Tropical forest ecohydrology

Sujet 2024-25

Tropical forests have a significant impact on global carbon balance and this impact varies from negative (sink-) to positive (source) as a function of water availability.   Soil water availability for root water uptake (RWU) has been shown to have a key role on tropical forest T flux but the specific response of tropical ecosystem to drought is not well understood yet.  In Brazil, deep-RWU has been considered as the main responsible for maintaining elevated T rates during the dry season in the Amazon. However, despite their supposed access to deep soil-water reservoirs due to their deeper roots, larger and taller trees have been shown to have the highest mortality rates during natural and induced (i.e., rainfall exclusion experiments) droughts. Besides, in the Amazon, shallow roots are far more abundant than deep roots. These findings challenge the deep-RWU as a mechanism of forest resilience to severe droughts.
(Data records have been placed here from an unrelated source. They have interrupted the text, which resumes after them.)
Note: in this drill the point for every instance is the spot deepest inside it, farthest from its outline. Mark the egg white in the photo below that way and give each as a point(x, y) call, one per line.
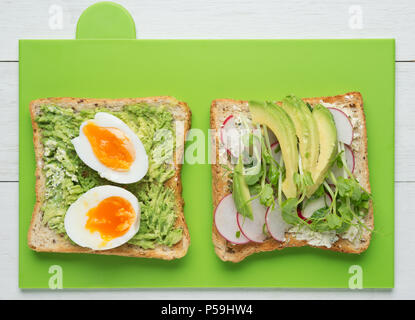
point(138, 168)
point(76, 218)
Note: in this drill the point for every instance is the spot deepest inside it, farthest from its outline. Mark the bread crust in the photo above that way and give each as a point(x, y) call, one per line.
point(42, 239)
point(352, 104)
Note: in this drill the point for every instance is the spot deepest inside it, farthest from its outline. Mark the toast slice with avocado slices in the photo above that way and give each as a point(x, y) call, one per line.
point(61, 177)
point(318, 139)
Together with the fact that most Earth System models fail to reliably represent dry season T in the Amazon,  it reveals some gaps in our understanding of the primary sources of water transpired by Amazonian trees, which undermines our ability to predict tropical forest climate feedbacks to global warming. Given the prospects of increased dry-season length and severity, improved knowledge on the soil-vegetation water interactions in the rapidly changing Amazon is urgently needed.

 

While most studies suggest that high forest T rates would lead to a decrease in surface and subsurface water sources, recent studies suggest that an adequate forest cover could favor the storage of water in the soil, which is required for plant metabolic activities and atmospheric demands, and groundwater recharge. This question is of particular importance in the Atlantic Forest in Brazil, where forest conservation and recovery actions have been taken, as for instance the Mata Atlântica Connection Project, an initiative of the Global Environmental Facility (GEF) and Brazilian Ministry of Science and Technology and Innovation (MCTI), in partnership with the Environment Secretariat of the State of São Paulo.

Several master theses are possible around these topics:

  • how does soil type impacts forest resilience against drought?

  • how does forest change soil functionning?

  • How soil-plant interact and how reforestation does affect water and carbon cycles?